Friedrich Schiller an Lotte von Lengefeld und Caroline von Beulwitz

[Rudolstadt d. 4 (?) Juni (?) Mittwoch 1788.]

Haben Sie tausend Dank für Ihr liebes Andenken an mich armen verlaßenen Robinson1. Schon war ich dreymal im Begriff mich hinzusetzen und Sie fussfälligst um die Geschichte der schönen Melusine, oder den gehörnten Siegfried zu bitten, damit diese Zentnerlast von Langeweile von mir abgewälzt würde. Um so besser nun, daß ich durch die überschickten Paquete Stoff, vorzüglich aber durch die Versicherung daß Sie meiner gedachten, Freude zum Leben erhalten.

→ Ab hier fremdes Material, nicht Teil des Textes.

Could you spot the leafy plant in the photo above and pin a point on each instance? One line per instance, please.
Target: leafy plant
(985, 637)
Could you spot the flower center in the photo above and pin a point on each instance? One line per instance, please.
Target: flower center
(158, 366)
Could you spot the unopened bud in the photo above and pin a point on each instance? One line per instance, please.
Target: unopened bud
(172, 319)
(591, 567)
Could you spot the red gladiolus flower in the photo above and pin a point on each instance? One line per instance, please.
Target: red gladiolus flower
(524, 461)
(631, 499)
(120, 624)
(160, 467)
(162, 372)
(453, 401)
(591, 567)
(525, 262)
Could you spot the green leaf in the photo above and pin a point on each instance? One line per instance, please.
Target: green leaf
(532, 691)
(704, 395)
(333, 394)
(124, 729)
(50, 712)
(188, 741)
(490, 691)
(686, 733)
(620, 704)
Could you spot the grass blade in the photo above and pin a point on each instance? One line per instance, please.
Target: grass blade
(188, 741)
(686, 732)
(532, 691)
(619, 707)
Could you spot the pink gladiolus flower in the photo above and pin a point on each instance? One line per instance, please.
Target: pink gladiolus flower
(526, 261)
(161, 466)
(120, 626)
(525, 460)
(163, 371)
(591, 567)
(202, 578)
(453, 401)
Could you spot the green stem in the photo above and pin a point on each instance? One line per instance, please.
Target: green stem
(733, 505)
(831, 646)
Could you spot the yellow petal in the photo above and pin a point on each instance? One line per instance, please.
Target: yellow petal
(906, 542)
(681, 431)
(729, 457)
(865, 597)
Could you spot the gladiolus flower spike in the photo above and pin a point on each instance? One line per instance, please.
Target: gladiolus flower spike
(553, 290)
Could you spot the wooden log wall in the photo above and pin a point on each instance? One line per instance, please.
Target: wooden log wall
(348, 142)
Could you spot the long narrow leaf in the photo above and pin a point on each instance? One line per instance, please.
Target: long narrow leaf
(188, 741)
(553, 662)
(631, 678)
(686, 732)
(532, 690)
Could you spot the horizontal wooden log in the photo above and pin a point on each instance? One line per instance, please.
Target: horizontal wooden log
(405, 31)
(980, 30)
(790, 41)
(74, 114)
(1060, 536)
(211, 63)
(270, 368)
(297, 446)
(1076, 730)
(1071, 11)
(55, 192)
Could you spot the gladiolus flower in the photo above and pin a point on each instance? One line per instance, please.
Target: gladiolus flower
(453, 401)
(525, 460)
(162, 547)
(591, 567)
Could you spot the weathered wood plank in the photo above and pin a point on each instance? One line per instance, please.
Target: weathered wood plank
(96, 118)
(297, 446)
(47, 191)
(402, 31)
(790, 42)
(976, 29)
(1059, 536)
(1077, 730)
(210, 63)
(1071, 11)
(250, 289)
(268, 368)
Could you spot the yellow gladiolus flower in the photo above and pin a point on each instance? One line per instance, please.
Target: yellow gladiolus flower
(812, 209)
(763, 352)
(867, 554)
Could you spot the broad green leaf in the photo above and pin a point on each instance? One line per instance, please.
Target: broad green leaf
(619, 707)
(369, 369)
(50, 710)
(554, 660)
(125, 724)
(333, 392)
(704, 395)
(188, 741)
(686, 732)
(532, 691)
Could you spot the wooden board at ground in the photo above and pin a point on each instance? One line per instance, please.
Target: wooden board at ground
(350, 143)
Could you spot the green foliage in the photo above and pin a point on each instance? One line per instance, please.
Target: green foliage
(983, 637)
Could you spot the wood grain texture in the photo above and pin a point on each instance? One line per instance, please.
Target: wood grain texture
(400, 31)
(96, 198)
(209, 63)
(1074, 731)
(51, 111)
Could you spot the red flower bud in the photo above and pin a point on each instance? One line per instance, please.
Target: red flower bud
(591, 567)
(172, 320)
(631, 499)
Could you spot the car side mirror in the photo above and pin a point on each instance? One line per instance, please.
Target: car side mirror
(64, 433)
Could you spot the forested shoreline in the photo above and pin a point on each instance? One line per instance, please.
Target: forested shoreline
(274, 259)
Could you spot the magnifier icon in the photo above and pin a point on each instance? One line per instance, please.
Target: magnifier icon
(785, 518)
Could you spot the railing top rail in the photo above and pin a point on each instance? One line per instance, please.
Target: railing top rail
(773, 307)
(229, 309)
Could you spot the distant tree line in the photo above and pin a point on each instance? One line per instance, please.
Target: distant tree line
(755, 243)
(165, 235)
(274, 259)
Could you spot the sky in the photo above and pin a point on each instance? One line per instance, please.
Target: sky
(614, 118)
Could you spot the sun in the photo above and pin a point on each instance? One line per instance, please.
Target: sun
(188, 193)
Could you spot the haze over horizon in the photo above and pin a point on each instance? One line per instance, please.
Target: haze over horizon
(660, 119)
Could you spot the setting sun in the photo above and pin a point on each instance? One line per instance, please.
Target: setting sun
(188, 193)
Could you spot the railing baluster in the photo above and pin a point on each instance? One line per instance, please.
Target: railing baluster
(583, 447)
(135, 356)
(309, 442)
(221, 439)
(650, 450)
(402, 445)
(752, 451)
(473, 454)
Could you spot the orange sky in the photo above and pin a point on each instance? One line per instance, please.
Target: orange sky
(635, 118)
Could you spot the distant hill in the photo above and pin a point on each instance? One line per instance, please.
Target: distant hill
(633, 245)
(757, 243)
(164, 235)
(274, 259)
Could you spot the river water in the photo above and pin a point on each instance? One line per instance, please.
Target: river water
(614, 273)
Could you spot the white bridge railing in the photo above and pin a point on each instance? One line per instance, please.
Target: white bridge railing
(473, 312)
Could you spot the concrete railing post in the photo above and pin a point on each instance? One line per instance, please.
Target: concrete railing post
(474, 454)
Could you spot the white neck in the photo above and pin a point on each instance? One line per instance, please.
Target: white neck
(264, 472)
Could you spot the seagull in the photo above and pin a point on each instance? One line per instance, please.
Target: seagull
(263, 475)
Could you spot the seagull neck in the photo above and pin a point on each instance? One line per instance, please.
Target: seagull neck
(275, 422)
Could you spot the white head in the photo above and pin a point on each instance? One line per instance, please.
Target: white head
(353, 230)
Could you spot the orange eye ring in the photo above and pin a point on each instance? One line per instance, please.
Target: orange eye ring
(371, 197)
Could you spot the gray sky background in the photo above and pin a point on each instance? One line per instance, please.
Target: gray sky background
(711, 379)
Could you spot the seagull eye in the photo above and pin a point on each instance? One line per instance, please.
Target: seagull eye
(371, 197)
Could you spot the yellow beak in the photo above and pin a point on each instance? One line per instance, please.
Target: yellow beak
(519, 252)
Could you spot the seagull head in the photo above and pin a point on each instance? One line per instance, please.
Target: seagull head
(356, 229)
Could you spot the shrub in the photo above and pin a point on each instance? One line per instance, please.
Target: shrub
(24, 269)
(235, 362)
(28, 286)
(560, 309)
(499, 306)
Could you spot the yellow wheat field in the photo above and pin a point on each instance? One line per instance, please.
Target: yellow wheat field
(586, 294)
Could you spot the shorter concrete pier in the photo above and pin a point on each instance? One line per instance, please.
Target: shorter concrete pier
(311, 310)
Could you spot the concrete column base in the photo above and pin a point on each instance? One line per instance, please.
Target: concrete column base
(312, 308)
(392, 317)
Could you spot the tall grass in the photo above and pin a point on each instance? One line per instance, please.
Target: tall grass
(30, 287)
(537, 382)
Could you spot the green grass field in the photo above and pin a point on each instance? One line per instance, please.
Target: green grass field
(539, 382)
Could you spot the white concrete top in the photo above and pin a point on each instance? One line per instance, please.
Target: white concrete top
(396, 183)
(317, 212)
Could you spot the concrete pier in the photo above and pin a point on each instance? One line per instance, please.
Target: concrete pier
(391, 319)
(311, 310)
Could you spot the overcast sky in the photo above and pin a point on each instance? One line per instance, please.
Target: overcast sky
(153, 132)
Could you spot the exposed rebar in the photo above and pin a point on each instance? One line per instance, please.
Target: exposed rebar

Der alte Wieland hat meiner auch gedacht und mir einen sehr jovialischen Brief2 geschrieben. Aus Leipzig habe ich neue Bogen von meiner Geschichte der V. Niederl. Erhalten, die ich Ihnen vielleicht morgen (weil Sie mir erlauben zu kommen) mittheilen werde. Kurz von allerley Orten und Menschen habe ich Lebenszeichen erhalten.

Mögen Sie recht sehr vergnügt seyn biss Morgen. Glauben Sie mir meine theuersten, dass auch mir der Gedanke, Sie so nahe zu wissen ohne unter Ihnen seyn zu können, unleidlich war. Sie sind meinem Herzen schon so viel – und der Winter wird so bald da seyn! Wie wird das werden! Leben Sie recht wohl, und recht schöne Empfehlungen der Mama und H. v. B.

Ihr Fr.

Wollten Sie wohl die Güte noch haben und diesen Brief an den Boten, der morgen nach Weimar geht, abschicken, weil er wahrscheinlich sehr frühe geht?